Andando, andando, el Señor, que marchaba delante, vio en el suelo una herradura y volviéndose a su discípulo le dijo:
—Pedro, toma esa herradura y guárdatela.
Pero San Pedro, que iba de muy mal humor, le contestó:
—No vale la pena ese pedazo de hierro para que nos cansemos en levantarle de donde está. Dejadlo ahí, Señor.
Jesús, como siempre, no le argumentó nada, pero se bajó él mismo y tomando la herradura se la guardó en el bolsillo; ambos siguieron en silencio su camino. Cuando habían andado algún tiempo, se encontraron con un herrero que venía en dirección opuesta a la de ellos. El Señor trabó conversación con él un momento que estuvieron parados y al despedirse le vendió en cuatro monedas la herradura que acababa de encontrarse.
Siguieron andando y poco después tropezaron con un vendedor ambulante que iba al pueblo inmediato a vender frutas. Jesús le detuvo y con las cuatro monedas que le habían dado por la herradura compró media libra de cerezas. A todo esto, San Pedro iba muy callado y cada vez de peor humor. El calor apretaba. La sed era cada vez más, pero ya no la padecían Jesús y San Pedro, sino este último porque el Señor se llevaba las cerezas a la boca y el jugo de la fruta le refrescaba.
El Apóstol que marchaba penosamente detrás miraba con envidia al Salvador, pero como las cerezas se habían comprado con el importe de la herradura que él no quiso recoger, no se atrevía a pedir parte al Señor.
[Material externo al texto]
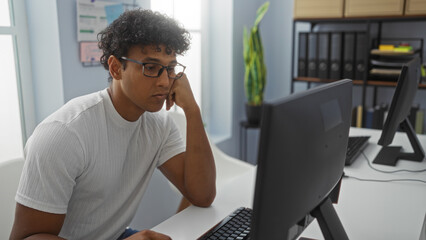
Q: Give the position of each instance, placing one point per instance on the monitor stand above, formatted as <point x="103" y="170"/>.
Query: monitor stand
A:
<point x="329" y="222"/>
<point x="390" y="155"/>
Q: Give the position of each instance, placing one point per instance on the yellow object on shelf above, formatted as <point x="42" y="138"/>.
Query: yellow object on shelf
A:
<point x="386" y="47"/>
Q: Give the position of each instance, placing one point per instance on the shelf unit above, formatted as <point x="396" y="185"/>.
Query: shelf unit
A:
<point x="368" y="21"/>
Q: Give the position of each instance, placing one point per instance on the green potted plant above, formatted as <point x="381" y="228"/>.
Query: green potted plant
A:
<point x="255" y="69"/>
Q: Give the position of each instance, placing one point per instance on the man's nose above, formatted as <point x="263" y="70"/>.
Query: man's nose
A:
<point x="163" y="79"/>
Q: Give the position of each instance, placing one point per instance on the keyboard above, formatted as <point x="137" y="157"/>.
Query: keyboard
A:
<point x="355" y="146"/>
<point x="234" y="226"/>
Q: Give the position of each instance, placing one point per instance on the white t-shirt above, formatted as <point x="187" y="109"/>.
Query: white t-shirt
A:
<point x="89" y="163"/>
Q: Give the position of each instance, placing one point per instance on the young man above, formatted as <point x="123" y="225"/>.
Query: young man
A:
<point x="89" y="163"/>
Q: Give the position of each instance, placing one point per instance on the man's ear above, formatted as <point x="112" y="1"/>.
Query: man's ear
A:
<point x="114" y="67"/>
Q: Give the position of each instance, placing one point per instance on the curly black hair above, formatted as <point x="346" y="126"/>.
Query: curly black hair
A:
<point x="141" y="28"/>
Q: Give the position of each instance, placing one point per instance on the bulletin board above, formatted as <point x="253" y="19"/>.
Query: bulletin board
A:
<point x="92" y="17"/>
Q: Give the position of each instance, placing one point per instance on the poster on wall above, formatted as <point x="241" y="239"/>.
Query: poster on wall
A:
<point x="89" y="52"/>
<point x="92" y="17"/>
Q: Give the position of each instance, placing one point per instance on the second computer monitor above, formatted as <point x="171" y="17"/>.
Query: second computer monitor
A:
<point x="302" y="150"/>
<point x="397" y="117"/>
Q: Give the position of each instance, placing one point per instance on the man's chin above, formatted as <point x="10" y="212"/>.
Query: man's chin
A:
<point x="155" y="108"/>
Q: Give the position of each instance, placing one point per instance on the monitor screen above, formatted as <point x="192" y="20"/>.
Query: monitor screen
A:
<point x="302" y="149"/>
<point x="397" y="117"/>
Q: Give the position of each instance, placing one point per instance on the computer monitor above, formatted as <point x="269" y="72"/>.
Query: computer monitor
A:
<point x="399" y="110"/>
<point x="302" y="150"/>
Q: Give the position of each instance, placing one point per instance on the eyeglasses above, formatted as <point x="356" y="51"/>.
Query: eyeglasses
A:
<point x="156" y="69"/>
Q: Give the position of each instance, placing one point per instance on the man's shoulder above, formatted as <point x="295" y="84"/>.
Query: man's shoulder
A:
<point x="80" y="107"/>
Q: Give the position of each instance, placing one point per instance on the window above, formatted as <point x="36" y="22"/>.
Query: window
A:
<point x="14" y="68"/>
<point x="188" y="13"/>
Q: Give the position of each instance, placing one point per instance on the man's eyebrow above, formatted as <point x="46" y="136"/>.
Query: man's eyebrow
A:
<point x="156" y="60"/>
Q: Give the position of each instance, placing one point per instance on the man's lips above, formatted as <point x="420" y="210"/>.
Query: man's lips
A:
<point x="161" y="96"/>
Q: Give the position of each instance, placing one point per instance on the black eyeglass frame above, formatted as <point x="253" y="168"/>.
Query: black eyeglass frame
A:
<point x="159" y="71"/>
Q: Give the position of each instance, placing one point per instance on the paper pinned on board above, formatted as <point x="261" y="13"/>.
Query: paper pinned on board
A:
<point x="90" y="52"/>
<point x="91" y="19"/>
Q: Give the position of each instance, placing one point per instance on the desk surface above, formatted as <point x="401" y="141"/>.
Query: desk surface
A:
<point x="368" y="210"/>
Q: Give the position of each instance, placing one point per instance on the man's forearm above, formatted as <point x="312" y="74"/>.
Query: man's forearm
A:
<point x="200" y="171"/>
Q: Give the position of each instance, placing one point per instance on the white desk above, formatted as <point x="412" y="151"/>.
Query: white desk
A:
<point x="368" y="210"/>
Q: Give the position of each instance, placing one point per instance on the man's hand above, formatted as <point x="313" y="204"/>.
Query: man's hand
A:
<point x="181" y="94"/>
<point x="148" y="235"/>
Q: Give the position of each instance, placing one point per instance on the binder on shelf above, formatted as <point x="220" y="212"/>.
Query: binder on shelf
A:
<point x="361" y="55"/>
<point x="336" y="56"/>
<point x="349" y="55"/>
<point x="354" y="116"/>
<point x="312" y="54"/>
<point x="369" y="116"/>
<point x="303" y="47"/>
<point x="359" y="116"/>
<point x="323" y="55"/>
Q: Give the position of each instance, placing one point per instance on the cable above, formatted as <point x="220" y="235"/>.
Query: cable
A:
<point x="395" y="171"/>
<point x="389" y="180"/>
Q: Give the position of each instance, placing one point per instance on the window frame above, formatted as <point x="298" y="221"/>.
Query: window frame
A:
<point x="18" y="29"/>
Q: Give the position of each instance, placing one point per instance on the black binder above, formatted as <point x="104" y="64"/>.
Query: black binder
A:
<point x="360" y="55"/>
<point x="323" y="55"/>
<point x="349" y="55"/>
<point x="303" y="56"/>
<point x="312" y="55"/>
<point x="336" y="56"/>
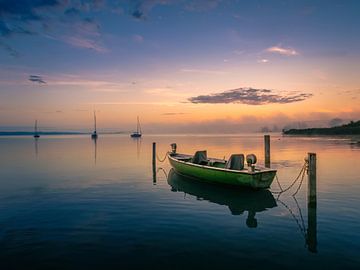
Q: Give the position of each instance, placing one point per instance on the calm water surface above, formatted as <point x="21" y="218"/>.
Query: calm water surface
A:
<point x="68" y="203"/>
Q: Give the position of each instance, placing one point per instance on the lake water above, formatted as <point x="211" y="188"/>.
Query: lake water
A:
<point x="68" y="203"/>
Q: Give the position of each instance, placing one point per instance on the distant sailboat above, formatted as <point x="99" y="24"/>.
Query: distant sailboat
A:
<point x="137" y="134"/>
<point x="94" y="134"/>
<point x="36" y="133"/>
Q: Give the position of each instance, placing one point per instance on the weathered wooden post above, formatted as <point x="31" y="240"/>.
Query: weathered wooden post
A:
<point x="267" y="150"/>
<point x="312" y="215"/>
<point x="312" y="179"/>
<point x="154" y="162"/>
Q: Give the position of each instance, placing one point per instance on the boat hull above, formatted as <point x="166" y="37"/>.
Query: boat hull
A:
<point x="257" y="180"/>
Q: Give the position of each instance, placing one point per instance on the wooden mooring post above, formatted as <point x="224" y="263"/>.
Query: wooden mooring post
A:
<point x="154" y="162"/>
<point x="311" y="179"/>
<point x="311" y="238"/>
<point x="267" y="150"/>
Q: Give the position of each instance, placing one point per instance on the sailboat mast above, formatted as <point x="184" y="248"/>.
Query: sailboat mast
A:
<point x="95" y="121"/>
<point x="137" y="125"/>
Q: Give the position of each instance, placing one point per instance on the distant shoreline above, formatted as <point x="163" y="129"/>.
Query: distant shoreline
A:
<point x="353" y="128"/>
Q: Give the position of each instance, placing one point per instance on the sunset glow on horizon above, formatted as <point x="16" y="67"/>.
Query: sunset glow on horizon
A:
<point x="181" y="66"/>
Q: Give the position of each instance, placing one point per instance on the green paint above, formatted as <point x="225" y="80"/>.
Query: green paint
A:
<point x="215" y="174"/>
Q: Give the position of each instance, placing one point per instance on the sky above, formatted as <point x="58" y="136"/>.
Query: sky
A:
<point x="181" y="66"/>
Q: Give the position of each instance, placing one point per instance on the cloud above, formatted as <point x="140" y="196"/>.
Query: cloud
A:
<point x="85" y="43"/>
<point x="282" y="51"/>
<point x="249" y="96"/>
<point x="37" y="79"/>
<point x="202" y="71"/>
<point x="62" y="20"/>
<point x="202" y="5"/>
<point x="171" y="113"/>
<point x="138" y="38"/>
<point x="143" y="7"/>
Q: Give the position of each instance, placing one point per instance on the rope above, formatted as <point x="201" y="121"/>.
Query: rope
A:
<point x="302" y="179"/>
<point x="162" y="169"/>
<point x="301" y="228"/>
<point x="161" y="160"/>
<point x="302" y="172"/>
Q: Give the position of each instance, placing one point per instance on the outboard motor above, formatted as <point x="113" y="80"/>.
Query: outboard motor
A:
<point x="173" y="148"/>
<point x="251" y="161"/>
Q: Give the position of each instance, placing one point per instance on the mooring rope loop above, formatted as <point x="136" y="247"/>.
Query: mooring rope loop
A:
<point x="301" y="181"/>
<point x="301" y="225"/>
<point x="161" y="160"/>
<point x="301" y="173"/>
<point x="163" y="170"/>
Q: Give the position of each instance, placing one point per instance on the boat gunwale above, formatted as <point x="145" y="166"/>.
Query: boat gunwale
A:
<point x="220" y="169"/>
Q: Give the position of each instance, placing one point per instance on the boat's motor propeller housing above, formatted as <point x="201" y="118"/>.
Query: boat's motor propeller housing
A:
<point x="173" y="148"/>
<point x="251" y="159"/>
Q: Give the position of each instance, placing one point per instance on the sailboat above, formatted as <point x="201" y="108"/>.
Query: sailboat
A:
<point x="137" y="133"/>
<point x="36" y="133"/>
<point x="94" y="134"/>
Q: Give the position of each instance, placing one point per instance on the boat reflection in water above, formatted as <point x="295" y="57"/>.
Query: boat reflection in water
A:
<point x="238" y="200"/>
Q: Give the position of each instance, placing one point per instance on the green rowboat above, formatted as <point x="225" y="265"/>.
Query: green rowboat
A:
<point x="221" y="171"/>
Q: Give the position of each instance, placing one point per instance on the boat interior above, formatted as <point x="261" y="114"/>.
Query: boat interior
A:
<point x="235" y="162"/>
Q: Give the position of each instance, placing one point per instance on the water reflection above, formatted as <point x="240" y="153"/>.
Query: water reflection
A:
<point x="238" y="200"/>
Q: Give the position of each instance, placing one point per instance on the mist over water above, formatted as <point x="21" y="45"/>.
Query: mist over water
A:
<point x="69" y="202"/>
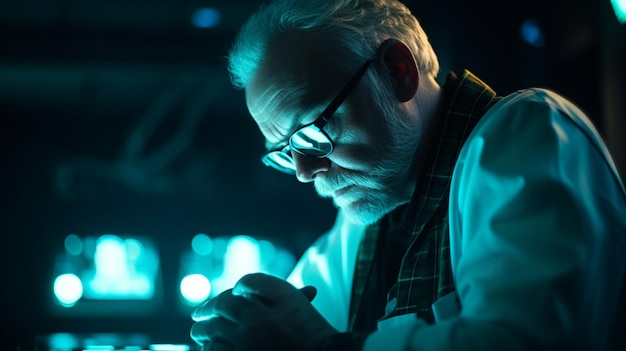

Este no obstante iba dejando caer disimuladamente una cereza de cuando en cuando y San Pedro se bajaba con avidez a recogerla llevándosela a la boca con el ansia de la sed que tenía. Cuando se acabaron las cerezas Jesús se volvió a su discípulo y le dijo:
—Ves, Pedro, cómo nada en el mundo debe desdeñarse aunque parezca mezquino y desprovisto de valor. Por no bajarte una sola vez a recoger la herradura has tenido que inclinarte muchas veces a recoger las cerezas que yo dejaba caer al suelo. Esto te enseñará a no despreciar nada ni a nadie. San Pedro no tuvo qué contestar. Bajó la cabeza y siguió humildemente al Señor en la jornada de aquel día.